One area of concern among hospitals and their pediatric hospitalists is workforce stability. Young women make up the majority of the workforce, and hospitals are “dealing continuously with women who are having families,” Dr. Melzer said.

“I have some people using it as a stepping stone to other specialties,” Dr. Carlson said. “They work as pediatric hospitalists while children are young, for flexibility.”

Both Carlson and Melzer believe a sharper definition of the pediatric hospital medicine career track would make a difference. “How do we get others in the hospital to make this job satisfactory?” Dr. Carlson asked. “Hospitalists enjoy the work, but want to balance it … and make a career out of this.”

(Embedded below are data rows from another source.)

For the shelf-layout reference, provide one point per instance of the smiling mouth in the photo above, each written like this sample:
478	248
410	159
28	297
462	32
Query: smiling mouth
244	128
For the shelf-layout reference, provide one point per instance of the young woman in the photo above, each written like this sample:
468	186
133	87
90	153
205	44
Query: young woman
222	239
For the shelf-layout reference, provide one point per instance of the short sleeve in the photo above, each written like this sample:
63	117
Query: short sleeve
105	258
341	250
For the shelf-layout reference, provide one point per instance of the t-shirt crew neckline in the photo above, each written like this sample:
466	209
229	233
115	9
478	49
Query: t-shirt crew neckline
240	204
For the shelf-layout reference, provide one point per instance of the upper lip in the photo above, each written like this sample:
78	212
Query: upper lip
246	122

Recognition from other medical colleagues is critical to job satisfaction. More and more, pediatric hospitalists are playing key leadership roles. “We are increasingly seen as the experts for hospitalized patients,” Dr. Carlson said. “I believe we can do things better than many specialists and many generalists, because we know how hospitals work—and we are there all the time.”

What’s Next?

Implementing plans for the future of pediatric hospital medicine will require collaboration among the many specialists and groups involved in the care of children. Dr. Melzer suggests convening a “leadership summit” for representatives from all of these associations.

Dr. Percelay agreed.

“It’s exciting,” he says. “The fact that the president of the American Board of Pediatrics came and spoke to our community, along with the presidents of SHM, the American Academy of Pediatrics, and the Academic Pediatric Association, is testimony to the role we are playing in the care of hospitalized children in the United States. We need to take a lot of care to make sure we maintain links between pediatric hospitalists and primary care pediatricians.”

That would be in the best interests of all children. TH

 

 

Carol Berczuk’s is a medical journalist based in New York.